Dès octobre 1940 apparaissent les mesures antisémites. Tampon « Juif » en rouge sur les cartes d’identité, fichier juif contraignant chaque juif à se déclarer aux autorités, multiplication des interdits ( par exemple les jardins publics « interdit aux juifs et aux chiens », limitation des heures pour se ravitailler (entre 15 et 16h, quand les denrées alimentaires ont été déjà vendues), interdiction de fréquenter les cinémas, les piscines…
Le 14 mai 1941 7000 hommes juifs étrangers doivent se présenter pour vérification de leur situation. 3700, dont le père de Rachel, sont arrêtés et envoyés dans les camps de Pithiviers et de Beaune-la-Rolande dans le Loiret, gardés par des gendarmes français. A l’été 1941, un droit de visite est accordé aux familles. La mère de Rachel rend visite à son mari et lui demande de s’enfuir, ce qui aurait été relativement facile. Il refuse et fera partie du convoi du 28/06/42 pour le camp d’extermination d’Auschwitz.Les 16 et 17 jui!llet 1942 a lieu la«Rafle du Vel d’ hiv ». A l’aube, plus de 1000 policiers, deux par deux, grâce aux informations du fichier juif, raflent plus de 13 000 personnes dont plus de 4000 enfants. Quelques policiers, dans les quartiers de forte concentration d’immigrés : 20è, 11è, 4è, 10è, ont jeté des tracts prévenant de la rafle. Mais Rachel, sa sœur et sa mère sont emmenées à la «Bellevilloise », transformée en centre de regroupement. Sur le trajet des Parisiens montrent leur désaccord. Là, leur mère les incite à s’enfuir, juste avant l’arrivée des autobus pour Drancy. Les policiers de garde à l’entrée tournent la tête pour ne pas les voir s’évader. La mère de Rachel restera 13 jours à Drancy avant d’être déportée à Auschwitz. C’est au total 17 personnes de la famille de Rachel qui disparaissent dans les camps d’extermination allemands.Le 11 février 1943 une nouvelle rafle a lieu qui, cette fois, n’épargne pas les vieillards. Rachel et sa sœur, réfugiées depuis leur évasion de la « Bellevilloise » chez leurs grands-parents sont arrêtées pour la seconde fois, avec leur grand-mère et amenées au commissariat du 20è. Le grand-père, grabataire, est purement et simplement abandonné sur son lit.
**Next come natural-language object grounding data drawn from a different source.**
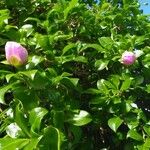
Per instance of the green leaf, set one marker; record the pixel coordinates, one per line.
(51, 139)
(32, 143)
(80, 119)
(12, 143)
(94, 46)
(146, 144)
(3, 90)
(126, 84)
(68, 48)
(114, 123)
(134, 135)
(27, 97)
(106, 42)
(58, 119)
(147, 129)
(19, 118)
(72, 4)
(35, 117)
(70, 82)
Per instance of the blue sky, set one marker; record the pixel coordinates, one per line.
(146, 8)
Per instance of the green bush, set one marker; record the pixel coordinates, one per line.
(74, 92)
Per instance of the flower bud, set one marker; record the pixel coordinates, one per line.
(16, 54)
(128, 58)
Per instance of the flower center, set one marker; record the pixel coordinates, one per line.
(15, 61)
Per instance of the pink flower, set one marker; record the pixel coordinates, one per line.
(16, 54)
(128, 58)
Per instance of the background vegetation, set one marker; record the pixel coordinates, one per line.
(74, 94)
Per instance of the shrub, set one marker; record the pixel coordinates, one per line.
(74, 92)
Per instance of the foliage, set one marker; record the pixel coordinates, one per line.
(74, 93)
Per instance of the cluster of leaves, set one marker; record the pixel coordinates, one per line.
(74, 93)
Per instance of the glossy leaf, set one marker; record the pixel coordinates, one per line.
(81, 118)
(114, 123)
(35, 118)
(134, 135)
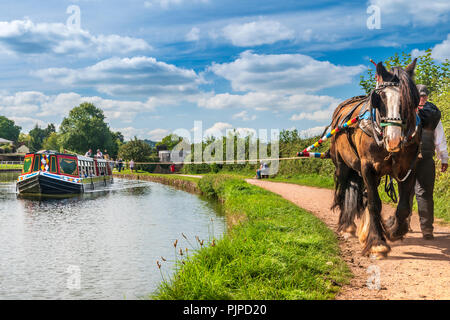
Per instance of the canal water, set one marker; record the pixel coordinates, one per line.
(100, 245)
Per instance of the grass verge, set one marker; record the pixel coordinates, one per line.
(275, 251)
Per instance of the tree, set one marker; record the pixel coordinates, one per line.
(137, 150)
(8, 129)
(38, 136)
(170, 141)
(85, 128)
(428, 72)
(52, 142)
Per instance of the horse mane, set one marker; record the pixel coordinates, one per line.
(410, 97)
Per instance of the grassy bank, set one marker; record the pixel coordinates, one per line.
(274, 251)
(177, 181)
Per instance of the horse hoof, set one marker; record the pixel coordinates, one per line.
(379, 252)
(349, 232)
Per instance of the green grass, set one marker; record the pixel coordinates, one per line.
(277, 251)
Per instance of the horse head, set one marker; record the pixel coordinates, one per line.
(396, 98)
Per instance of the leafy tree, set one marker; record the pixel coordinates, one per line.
(428, 72)
(38, 136)
(137, 150)
(52, 142)
(8, 129)
(85, 128)
(170, 141)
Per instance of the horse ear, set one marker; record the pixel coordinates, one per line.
(375, 100)
(411, 67)
(383, 73)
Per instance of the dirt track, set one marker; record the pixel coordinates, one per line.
(415, 268)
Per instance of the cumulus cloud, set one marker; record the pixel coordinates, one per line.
(142, 76)
(217, 130)
(289, 73)
(418, 12)
(193, 35)
(42, 106)
(166, 4)
(257, 33)
(27, 37)
(244, 116)
(442, 50)
(158, 134)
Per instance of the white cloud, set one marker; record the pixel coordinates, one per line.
(193, 35)
(142, 76)
(418, 12)
(217, 130)
(158, 134)
(311, 132)
(35, 105)
(26, 37)
(257, 33)
(244, 116)
(441, 51)
(288, 73)
(166, 4)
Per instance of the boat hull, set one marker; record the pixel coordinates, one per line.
(41, 183)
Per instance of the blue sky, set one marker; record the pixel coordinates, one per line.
(155, 66)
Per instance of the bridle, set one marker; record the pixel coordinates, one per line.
(387, 121)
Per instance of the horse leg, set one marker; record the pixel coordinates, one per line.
(370, 230)
(397, 226)
(346, 199)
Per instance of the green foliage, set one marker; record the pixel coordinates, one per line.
(85, 128)
(8, 129)
(170, 141)
(52, 142)
(428, 72)
(136, 150)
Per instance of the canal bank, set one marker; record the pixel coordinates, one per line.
(108, 241)
(272, 250)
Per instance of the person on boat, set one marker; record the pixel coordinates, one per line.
(433, 141)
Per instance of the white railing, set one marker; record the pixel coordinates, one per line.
(11, 165)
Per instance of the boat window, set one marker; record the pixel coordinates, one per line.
(68, 166)
(27, 164)
(53, 166)
(37, 162)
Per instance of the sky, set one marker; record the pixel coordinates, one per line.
(156, 66)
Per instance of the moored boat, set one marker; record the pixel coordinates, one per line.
(52, 173)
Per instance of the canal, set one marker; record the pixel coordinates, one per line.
(99, 245)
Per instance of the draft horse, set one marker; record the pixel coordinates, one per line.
(362, 158)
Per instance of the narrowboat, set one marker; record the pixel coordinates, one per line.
(52, 173)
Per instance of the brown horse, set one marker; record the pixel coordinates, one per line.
(362, 159)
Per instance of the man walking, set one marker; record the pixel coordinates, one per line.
(433, 140)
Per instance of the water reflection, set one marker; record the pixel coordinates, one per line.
(113, 237)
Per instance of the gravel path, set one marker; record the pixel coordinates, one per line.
(414, 269)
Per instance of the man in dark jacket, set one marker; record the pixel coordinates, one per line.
(433, 140)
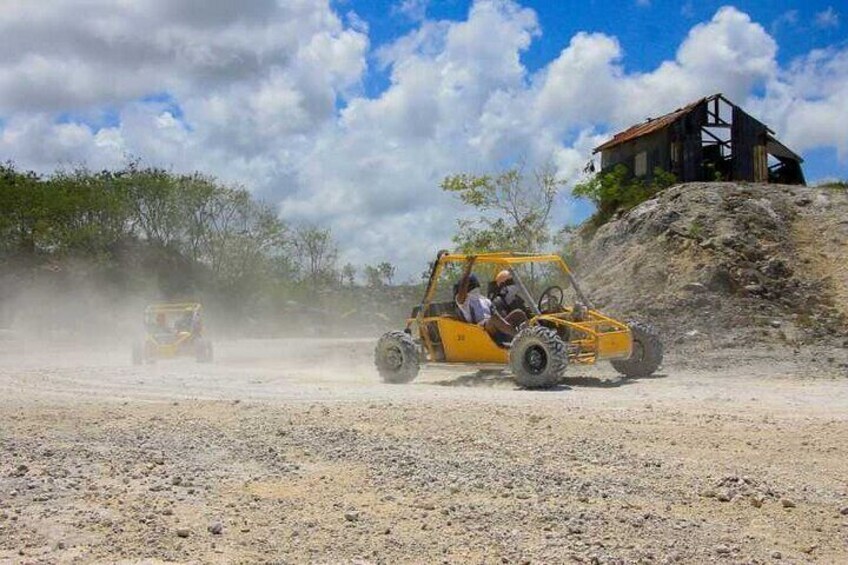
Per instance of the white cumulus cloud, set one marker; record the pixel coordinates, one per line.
(270, 95)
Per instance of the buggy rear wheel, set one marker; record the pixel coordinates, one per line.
(138, 353)
(647, 353)
(396, 358)
(537, 357)
(203, 351)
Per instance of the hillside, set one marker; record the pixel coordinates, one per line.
(726, 264)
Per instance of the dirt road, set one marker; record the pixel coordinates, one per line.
(292, 451)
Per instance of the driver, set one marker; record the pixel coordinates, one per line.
(507, 300)
(475, 308)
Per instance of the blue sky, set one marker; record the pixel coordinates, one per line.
(649, 31)
(349, 113)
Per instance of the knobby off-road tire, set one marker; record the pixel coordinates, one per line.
(537, 357)
(647, 352)
(138, 353)
(396, 357)
(203, 351)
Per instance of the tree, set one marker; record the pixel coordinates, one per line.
(515, 208)
(316, 252)
(348, 275)
(616, 189)
(382, 274)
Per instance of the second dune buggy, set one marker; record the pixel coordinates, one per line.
(556, 334)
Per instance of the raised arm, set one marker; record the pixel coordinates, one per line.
(462, 293)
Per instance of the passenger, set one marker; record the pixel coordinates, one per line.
(475, 308)
(162, 326)
(508, 301)
(185, 323)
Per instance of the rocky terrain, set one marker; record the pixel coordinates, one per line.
(730, 456)
(727, 263)
(292, 451)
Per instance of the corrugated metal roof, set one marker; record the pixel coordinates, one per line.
(776, 148)
(649, 126)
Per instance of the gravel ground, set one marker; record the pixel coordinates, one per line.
(292, 451)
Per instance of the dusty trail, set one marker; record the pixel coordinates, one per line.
(296, 451)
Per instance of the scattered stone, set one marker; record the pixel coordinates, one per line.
(695, 287)
(722, 549)
(352, 516)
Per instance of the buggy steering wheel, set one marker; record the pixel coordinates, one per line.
(552, 294)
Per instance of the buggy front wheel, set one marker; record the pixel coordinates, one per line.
(537, 357)
(647, 353)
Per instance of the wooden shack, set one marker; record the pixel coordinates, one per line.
(709, 139)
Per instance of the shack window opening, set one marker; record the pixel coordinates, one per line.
(640, 166)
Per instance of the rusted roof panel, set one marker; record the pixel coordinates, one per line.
(649, 126)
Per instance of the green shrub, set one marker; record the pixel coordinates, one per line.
(616, 190)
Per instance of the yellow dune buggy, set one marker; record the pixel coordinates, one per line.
(556, 334)
(172, 330)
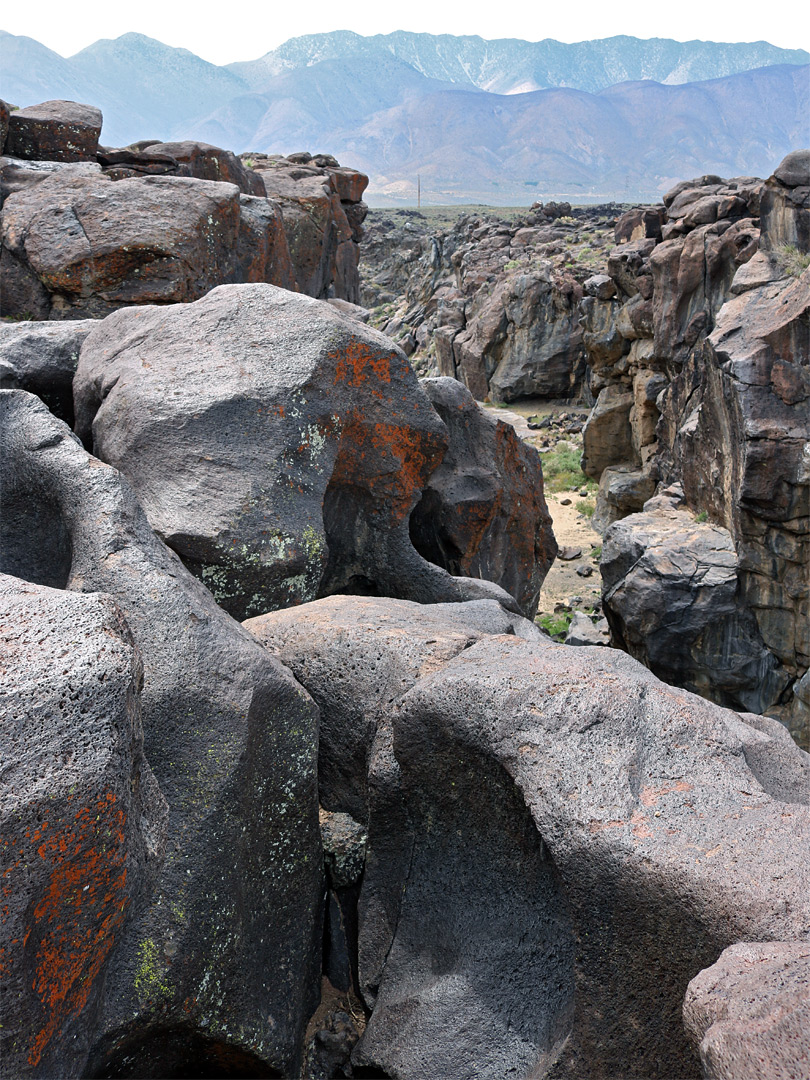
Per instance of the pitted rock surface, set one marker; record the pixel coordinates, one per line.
(83, 821)
(750, 1013)
(483, 512)
(54, 131)
(635, 828)
(289, 455)
(231, 928)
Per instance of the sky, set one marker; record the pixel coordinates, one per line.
(256, 27)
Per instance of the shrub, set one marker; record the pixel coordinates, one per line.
(792, 260)
(562, 471)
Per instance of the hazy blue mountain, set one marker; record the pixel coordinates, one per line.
(630, 140)
(166, 84)
(509, 66)
(403, 104)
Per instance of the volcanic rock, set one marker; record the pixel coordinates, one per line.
(54, 131)
(670, 592)
(83, 820)
(42, 359)
(750, 1013)
(483, 513)
(557, 841)
(224, 959)
(335, 444)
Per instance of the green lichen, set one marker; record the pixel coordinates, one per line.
(150, 975)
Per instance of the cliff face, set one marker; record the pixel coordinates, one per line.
(701, 360)
(489, 301)
(89, 229)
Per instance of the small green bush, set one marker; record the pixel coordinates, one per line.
(562, 471)
(555, 624)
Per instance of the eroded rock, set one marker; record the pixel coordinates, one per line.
(83, 820)
(224, 958)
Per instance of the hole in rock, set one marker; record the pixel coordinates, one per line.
(35, 542)
(179, 1054)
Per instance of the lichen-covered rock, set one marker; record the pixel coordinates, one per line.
(748, 1014)
(82, 820)
(557, 841)
(94, 244)
(483, 513)
(289, 455)
(224, 960)
(54, 131)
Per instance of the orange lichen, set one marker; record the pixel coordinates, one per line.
(358, 364)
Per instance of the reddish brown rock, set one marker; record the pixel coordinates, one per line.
(748, 1014)
(336, 443)
(54, 131)
(83, 822)
(557, 841)
(483, 513)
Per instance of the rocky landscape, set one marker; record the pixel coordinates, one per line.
(294, 784)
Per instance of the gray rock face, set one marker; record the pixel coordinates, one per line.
(490, 302)
(336, 442)
(750, 1013)
(557, 842)
(83, 822)
(323, 212)
(232, 927)
(483, 513)
(42, 359)
(670, 592)
(717, 372)
(54, 131)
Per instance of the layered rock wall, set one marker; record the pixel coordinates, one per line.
(86, 230)
(699, 346)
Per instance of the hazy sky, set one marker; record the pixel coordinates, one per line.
(246, 29)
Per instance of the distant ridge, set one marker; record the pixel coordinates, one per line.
(620, 118)
(511, 66)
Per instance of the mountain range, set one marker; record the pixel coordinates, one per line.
(501, 121)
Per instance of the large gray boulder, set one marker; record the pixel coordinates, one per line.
(287, 458)
(226, 953)
(748, 1014)
(557, 841)
(54, 131)
(82, 820)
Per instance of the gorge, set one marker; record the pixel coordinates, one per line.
(295, 784)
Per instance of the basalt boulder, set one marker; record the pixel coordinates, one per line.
(83, 821)
(750, 1012)
(557, 841)
(223, 962)
(483, 513)
(289, 455)
(54, 131)
(671, 595)
(42, 359)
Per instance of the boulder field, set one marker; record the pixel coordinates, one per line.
(89, 229)
(293, 784)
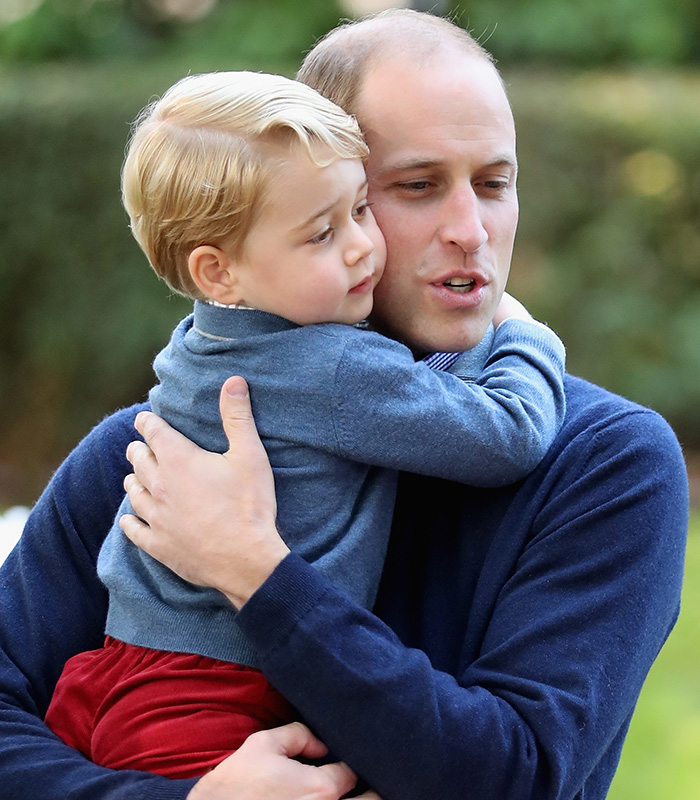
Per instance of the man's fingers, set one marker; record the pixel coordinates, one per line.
(296, 740)
(159, 435)
(293, 740)
(340, 777)
(135, 529)
(143, 461)
(139, 497)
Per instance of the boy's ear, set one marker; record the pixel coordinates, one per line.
(214, 273)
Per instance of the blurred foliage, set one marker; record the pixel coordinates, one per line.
(582, 34)
(220, 30)
(661, 757)
(539, 31)
(608, 248)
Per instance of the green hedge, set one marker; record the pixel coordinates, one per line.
(608, 250)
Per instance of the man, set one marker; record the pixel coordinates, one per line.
(514, 627)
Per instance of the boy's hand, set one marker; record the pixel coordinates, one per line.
(510, 308)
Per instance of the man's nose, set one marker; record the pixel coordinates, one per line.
(359, 245)
(462, 222)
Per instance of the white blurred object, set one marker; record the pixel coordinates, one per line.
(11, 524)
(357, 8)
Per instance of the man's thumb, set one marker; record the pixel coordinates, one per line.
(236, 413)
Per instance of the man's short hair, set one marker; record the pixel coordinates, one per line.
(198, 166)
(337, 64)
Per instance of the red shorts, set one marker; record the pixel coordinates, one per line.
(175, 714)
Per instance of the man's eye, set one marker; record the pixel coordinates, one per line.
(322, 237)
(415, 186)
(496, 185)
(361, 211)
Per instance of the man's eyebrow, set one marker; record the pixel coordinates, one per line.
(408, 164)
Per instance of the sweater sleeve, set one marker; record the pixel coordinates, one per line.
(546, 696)
(52, 606)
(392, 412)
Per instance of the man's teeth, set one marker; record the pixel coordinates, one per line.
(460, 285)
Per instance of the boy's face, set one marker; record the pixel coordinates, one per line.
(316, 253)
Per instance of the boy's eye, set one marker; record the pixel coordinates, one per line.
(361, 211)
(322, 237)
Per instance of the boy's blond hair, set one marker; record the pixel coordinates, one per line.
(196, 172)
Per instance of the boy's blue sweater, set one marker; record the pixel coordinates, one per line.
(339, 411)
(515, 629)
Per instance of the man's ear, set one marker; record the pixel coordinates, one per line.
(214, 273)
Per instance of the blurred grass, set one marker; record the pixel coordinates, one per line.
(661, 757)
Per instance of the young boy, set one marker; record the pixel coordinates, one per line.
(247, 192)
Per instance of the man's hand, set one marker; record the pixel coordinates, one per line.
(209, 517)
(264, 768)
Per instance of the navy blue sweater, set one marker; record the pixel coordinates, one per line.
(515, 626)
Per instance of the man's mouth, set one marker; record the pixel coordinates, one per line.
(460, 285)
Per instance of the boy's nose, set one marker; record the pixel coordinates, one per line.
(359, 246)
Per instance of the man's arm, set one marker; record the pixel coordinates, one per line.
(52, 606)
(564, 652)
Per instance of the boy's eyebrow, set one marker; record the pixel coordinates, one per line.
(325, 210)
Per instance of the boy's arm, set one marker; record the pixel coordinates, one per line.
(392, 412)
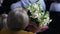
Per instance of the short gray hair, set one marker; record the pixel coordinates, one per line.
(17, 18)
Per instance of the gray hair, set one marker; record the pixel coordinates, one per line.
(17, 19)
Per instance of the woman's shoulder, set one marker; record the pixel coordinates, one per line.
(23, 32)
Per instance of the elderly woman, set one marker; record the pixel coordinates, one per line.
(55, 15)
(17, 21)
(24, 3)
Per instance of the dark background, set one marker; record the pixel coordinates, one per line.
(53, 26)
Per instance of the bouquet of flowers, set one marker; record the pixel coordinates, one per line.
(37, 15)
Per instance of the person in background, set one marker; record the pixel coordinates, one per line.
(1, 1)
(24, 3)
(1, 23)
(17, 21)
(5, 6)
(55, 16)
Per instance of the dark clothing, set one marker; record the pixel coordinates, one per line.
(6, 6)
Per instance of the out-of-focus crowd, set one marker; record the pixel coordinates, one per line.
(15, 20)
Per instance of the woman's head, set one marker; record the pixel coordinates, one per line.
(1, 1)
(1, 22)
(17, 19)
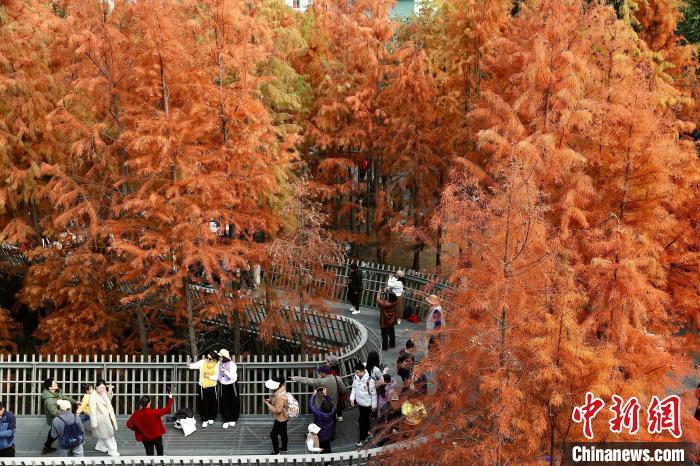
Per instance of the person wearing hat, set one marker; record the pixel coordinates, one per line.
(148, 426)
(277, 404)
(313, 444)
(333, 384)
(364, 394)
(207, 386)
(388, 318)
(227, 375)
(60, 426)
(355, 288)
(324, 417)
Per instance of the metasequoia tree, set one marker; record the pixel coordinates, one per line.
(213, 154)
(344, 63)
(409, 139)
(28, 92)
(606, 155)
(301, 254)
(512, 357)
(68, 278)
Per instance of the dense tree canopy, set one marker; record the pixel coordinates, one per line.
(545, 150)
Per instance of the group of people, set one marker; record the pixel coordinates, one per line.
(65, 417)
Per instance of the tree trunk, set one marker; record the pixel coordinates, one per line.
(236, 332)
(143, 334)
(438, 249)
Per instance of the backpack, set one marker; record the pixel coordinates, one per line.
(72, 435)
(292, 406)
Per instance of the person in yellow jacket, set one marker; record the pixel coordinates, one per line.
(208, 377)
(84, 408)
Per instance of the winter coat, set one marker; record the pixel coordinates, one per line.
(355, 281)
(278, 406)
(50, 400)
(147, 423)
(208, 372)
(326, 421)
(330, 382)
(64, 418)
(226, 372)
(388, 315)
(8, 428)
(102, 417)
(364, 391)
(84, 407)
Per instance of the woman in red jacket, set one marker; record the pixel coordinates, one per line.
(148, 426)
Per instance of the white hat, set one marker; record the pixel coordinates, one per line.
(314, 429)
(272, 385)
(63, 405)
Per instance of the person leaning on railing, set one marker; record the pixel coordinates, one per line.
(50, 397)
(8, 428)
(148, 426)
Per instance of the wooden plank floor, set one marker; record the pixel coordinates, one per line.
(249, 437)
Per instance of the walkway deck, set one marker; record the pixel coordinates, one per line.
(249, 437)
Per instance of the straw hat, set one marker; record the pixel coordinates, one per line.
(314, 429)
(433, 300)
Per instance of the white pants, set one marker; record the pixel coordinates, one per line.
(77, 451)
(107, 445)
Au commissariat on les tasse dans la cave. Profitant de l’arrivée de nouveaux raflés, les deux sœurs parviennent à s’échapper, sans réaction d’opposition des policiers. Devant les vives réactions de personnes arrêtées, les policiers libèrent la grand-mère quelque temps lus tard…
Les deux soeurs vont rejoindre leur oncle en province, mais le danger est partout : le centre de refuge d’enfants juifs devient dangereux (la livraison de 1000 « pièces », c’est à dire de 1000 juifs, est attendue). Il leur faut changer de lieu, de nom : les contrôles sont fréquents (notamment dans les gares), et on peut être dénoncé à tout moment.
A la Libération, elles retrouvent leur appartement complètement vide (tout a été envoyé en Allemagne). Des photos et des documents seront retrouvés dans les égouts !
De retour à l’école Rachel pleure en chantant la Marseillaise. Et puis c’est le retour des prisonniers, des survivants des camps. Seulement 2500 juifs de France rentrent d’Auschwitz. Selon Rachel, il n’y aucune volonté d’écouter le récit des juifs, seuls les récits des résistants étaient audibles à ce moment. A la base, l’administration du gouvernement de Vichy est restée en place et Rachel doit prouver qu’elle est orpheline de guerre. Elle doit travaille dès 14 ans, est émancipée à 16ans 1⁄2. Cette « reconstruction » se fait sans aucun soutien psychologique. Elle épousera un survivant du maquis du Vercors, aura deux enfants, et reprendra ses études à 40ans.
Rachel Jédinak évoque enfin la création du Comité Tlemcen dont elle assure la présidence.
Il s’est donné pour objectif de recenser et de garder la mémoire les enfants juifs massacrés par les nazis après avoir été livrés par Vichy. Des plaque ont été apposées sur les établissements scolaires évoquant les déportations, doublées de plaques, à l’intérieur des écoles et collèges donnant les noms, prénoms et l’âge auquel les enfants ont été déportés.
Rachel témoigne aussi devant les promotions de policiers en formation, mal à l’aise lorsqu’elle leur demande ce qu’ils auraient fait s’ils avaient été policiers à l’époque….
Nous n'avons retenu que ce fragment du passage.